The problem seems to be that some of the exemptions (who's judging what's affordable, for example) are so wide that pretty much anyone could qualify for at least one of them. But what about the 2% who still don't? Will they be responsible for paying a penalty? Well technically, yes, but who's counting?

Not the IRS, which has already told Congress that it won't enforce the collection of the, ahem, "shared responsibility payment" for people who violate the requirement that they obtain health insurance. (I thought the Supreme Court had already gotten the administration to admit that the penalty, or "shared responsibility payment" is a tax, but I guess that's another story).

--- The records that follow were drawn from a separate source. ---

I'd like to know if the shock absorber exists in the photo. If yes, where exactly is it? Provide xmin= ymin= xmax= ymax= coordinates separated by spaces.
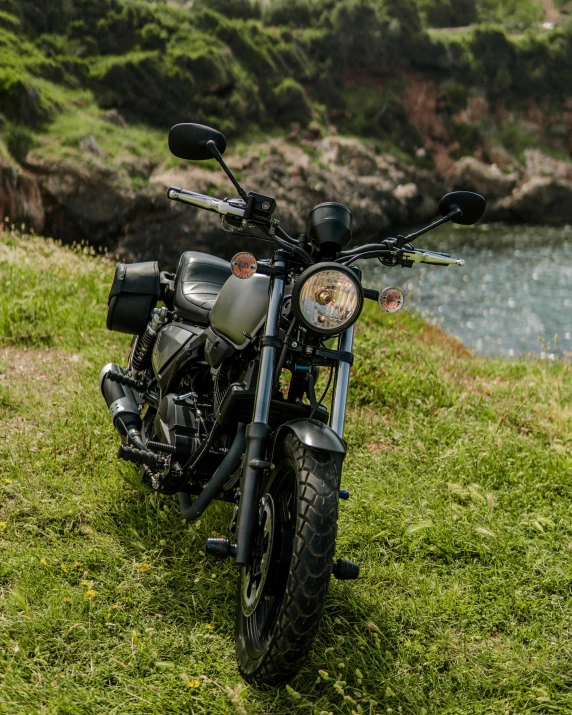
xmin=130 ymin=308 xmax=168 ymax=376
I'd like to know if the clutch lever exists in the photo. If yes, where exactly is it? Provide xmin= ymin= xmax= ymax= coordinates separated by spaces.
xmin=401 ymin=249 xmax=465 ymax=266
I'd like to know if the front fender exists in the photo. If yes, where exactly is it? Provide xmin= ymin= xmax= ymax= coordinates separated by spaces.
xmin=271 ymin=420 xmax=346 ymax=461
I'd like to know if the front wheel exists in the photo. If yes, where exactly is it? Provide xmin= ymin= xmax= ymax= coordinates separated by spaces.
xmin=235 ymin=433 xmax=340 ymax=685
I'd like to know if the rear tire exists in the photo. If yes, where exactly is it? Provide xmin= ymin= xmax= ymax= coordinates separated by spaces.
xmin=235 ymin=433 xmax=340 ymax=685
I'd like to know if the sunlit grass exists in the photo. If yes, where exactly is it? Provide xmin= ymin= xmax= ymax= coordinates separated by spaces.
xmin=0 ymin=231 xmax=572 ymax=715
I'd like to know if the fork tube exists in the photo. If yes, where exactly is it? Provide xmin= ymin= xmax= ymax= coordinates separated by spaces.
xmin=330 ymin=325 xmax=355 ymax=439
xmin=236 ymin=259 xmax=285 ymax=565
xmin=252 ymin=270 xmax=284 ymax=423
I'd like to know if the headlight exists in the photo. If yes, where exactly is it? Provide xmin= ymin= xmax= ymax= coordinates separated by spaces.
xmin=292 ymin=263 xmax=363 ymax=335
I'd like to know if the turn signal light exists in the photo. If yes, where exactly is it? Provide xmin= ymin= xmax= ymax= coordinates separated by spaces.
xmin=378 ymin=288 xmax=404 ymax=313
xmin=230 ymin=253 xmax=257 ymax=278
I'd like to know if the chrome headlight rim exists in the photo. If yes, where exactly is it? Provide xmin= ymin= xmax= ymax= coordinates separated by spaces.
xmin=292 ymin=261 xmax=364 ymax=337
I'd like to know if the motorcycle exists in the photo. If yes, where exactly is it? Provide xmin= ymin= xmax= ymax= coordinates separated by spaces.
xmin=100 ymin=124 xmax=486 ymax=685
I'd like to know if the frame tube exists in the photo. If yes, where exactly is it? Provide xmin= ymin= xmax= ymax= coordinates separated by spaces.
xmin=330 ymin=325 xmax=355 ymax=439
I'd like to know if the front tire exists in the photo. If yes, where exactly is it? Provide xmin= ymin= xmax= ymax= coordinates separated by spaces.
xmin=235 ymin=433 xmax=340 ymax=685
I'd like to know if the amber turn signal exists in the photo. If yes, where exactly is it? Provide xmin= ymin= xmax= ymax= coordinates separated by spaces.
xmin=378 ymin=288 xmax=404 ymax=313
xmin=230 ymin=253 xmax=256 ymax=278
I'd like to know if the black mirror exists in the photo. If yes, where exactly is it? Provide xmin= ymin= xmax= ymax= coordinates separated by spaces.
xmin=169 ymin=124 xmax=226 ymax=161
xmin=439 ymin=191 xmax=487 ymax=226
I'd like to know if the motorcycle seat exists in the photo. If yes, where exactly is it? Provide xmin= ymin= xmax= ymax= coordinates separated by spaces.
xmin=173 ymin=251 xmax=232 ymax=325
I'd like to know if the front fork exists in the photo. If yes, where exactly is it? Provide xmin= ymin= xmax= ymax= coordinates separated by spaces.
xmin=232 ymin=260 xmax=354 ymax=565
xmin=236 ymin=260 xmax=285 ymax=565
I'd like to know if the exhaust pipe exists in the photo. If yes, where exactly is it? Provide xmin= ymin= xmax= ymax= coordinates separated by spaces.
xmin=99 ymin=363 xmax=148 ymax=451
xmin=179 ymin=422 xmax=246 ymax=521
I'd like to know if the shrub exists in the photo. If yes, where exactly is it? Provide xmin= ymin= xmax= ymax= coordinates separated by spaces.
xmin=3 ymin=124 xmax=35 ymax=163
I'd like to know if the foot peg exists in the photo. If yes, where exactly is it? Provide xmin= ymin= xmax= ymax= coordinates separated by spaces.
xmin=205 ymin=539 xmax=236 ymax=559
xmin=332 ymin=559 xmax=359 ymax=581
xmin=117 ymin=444 xmax=165 ymax=469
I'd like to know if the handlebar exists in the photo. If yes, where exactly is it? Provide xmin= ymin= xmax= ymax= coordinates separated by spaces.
xmin=168 ymin=186 xmax=246 ymax=218
xmin=168 ymin=186 xmax=465 ymax=266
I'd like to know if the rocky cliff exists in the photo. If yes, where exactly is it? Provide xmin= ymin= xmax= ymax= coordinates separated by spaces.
xmin=6 ymin=116 xmax=572 ymax=266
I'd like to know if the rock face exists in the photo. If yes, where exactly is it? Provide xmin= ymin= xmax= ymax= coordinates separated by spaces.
xmin=490 ymin=176 xmax=572 ymax=224
xmin=0 ymin=134 xmax=572 ymax=268
xmin=0 ymin=159 xmax=45 ymax=233
xmin=452 ymin=156 xmax=519 ymax=201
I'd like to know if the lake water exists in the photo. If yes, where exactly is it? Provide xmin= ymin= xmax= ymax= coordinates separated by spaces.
xmin=358 ymin=225 xmax=572 ymax=358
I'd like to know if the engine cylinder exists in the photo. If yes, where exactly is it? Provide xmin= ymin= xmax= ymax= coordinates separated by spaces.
xmin=99 ymin=363 xmax=143 ymax=437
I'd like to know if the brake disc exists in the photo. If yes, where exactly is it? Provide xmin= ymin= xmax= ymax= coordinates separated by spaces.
xmin=240 ymin=494 xmax=274 ymax=616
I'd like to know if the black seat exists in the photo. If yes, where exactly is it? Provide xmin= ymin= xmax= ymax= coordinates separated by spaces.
xmin=174 ymin=251 xmax=232 ymax=325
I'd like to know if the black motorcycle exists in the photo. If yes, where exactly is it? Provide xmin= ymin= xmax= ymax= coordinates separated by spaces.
xmin=100 ymin=124 xmax=485 ymax=684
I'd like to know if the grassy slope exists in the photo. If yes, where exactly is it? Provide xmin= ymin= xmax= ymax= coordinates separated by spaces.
xmin=0 ymin=231 xmax=572 ymax=715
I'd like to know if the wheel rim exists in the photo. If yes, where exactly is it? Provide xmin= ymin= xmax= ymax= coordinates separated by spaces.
xmin=240 ymin=464 xmax=297 ymax=659
xmin=240 ymin=494 xmax=274 ymax=616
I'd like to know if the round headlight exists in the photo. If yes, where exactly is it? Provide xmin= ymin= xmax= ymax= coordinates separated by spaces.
xmin=292 ymin=263 xmax=363 ymax=335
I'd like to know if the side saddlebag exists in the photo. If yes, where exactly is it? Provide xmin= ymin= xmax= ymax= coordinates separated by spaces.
xmin=107 ymin=261 xmax=161 ymax=335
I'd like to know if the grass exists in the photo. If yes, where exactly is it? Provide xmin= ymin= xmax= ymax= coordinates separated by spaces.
xmin=0 ymin=227 xmax=572 ymax=715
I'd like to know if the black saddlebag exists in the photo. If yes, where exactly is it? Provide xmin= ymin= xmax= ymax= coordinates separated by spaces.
xmin=107 ymin=261 xmax=161 ymax=335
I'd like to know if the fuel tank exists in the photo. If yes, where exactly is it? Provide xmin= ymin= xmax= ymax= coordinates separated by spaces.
xmin=209 ymin=274 xmax=270 ymax=350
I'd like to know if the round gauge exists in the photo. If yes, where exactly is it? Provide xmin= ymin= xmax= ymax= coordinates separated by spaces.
xmin=378 ymin=288 xmax=405 ymax=313
xmin=230 ymin=253 xmax=257 ymax=278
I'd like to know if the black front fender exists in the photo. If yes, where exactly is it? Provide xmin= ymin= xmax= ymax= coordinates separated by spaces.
xmin=271 ymin=420 xmax=346 ymax=461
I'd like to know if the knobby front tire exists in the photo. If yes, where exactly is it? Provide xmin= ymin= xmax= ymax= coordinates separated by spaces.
xmin=235 ymin=433 xmax=340 ymax=685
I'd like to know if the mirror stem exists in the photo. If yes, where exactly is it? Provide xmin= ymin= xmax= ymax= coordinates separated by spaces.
xmin=397 ymin=208 xmax=463 ymax=248
xmin=207 ymin=139 xmax=248 ymax=203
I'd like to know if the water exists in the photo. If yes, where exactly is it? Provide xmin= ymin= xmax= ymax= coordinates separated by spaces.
xmin=358 ymin=226 xmax=572 ymax=357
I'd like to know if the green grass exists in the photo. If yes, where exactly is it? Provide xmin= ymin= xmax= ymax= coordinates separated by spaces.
xmin=0 ymin=229 xmax=572 ymax=715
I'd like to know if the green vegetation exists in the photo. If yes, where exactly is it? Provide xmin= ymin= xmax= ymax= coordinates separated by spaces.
xmin=0 ymin=232 xmax=572 ymax=715
xmin=0 ymin=0 xmax=572 ymax=171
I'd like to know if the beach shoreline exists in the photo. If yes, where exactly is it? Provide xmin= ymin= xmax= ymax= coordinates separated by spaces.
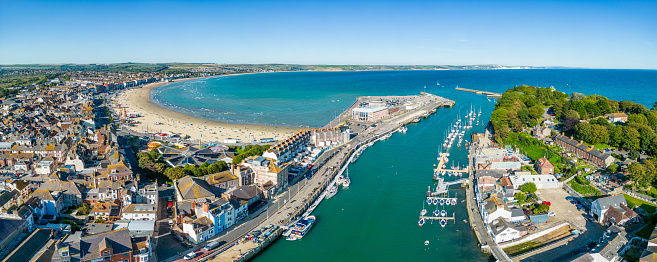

It's unclear at this time, but it's reasonable to project that because the state exchanges will be supported by the government through subsidies and coupled with a Medicaid expansion, that payer rates may not be generous.

Medicaid (already known as one of the stingiest payers for hospitals and health systems) is already a challenge for hospitals who charge that it doesn't come close to paying for the cost of treating its beneficiaries. The fact that penalties paid by those who ignore the individual mandate are likely to be minuscule doesn't help the economics of the ACA.

Despite the apparent pointlessness of the new rules given the ultimately tiny percentage of taxpayers who will find it possible to actually violate them, it's clear that what the Obama administration is planning on enacting is far from a real individual mandate. It's also neither a tax nor even a "shared responsibility payment," whatever that means.

In practice, it seems it will be more of a "suggested donation."

Philip Betbeze is the senior leadership editor at HealthLeaders.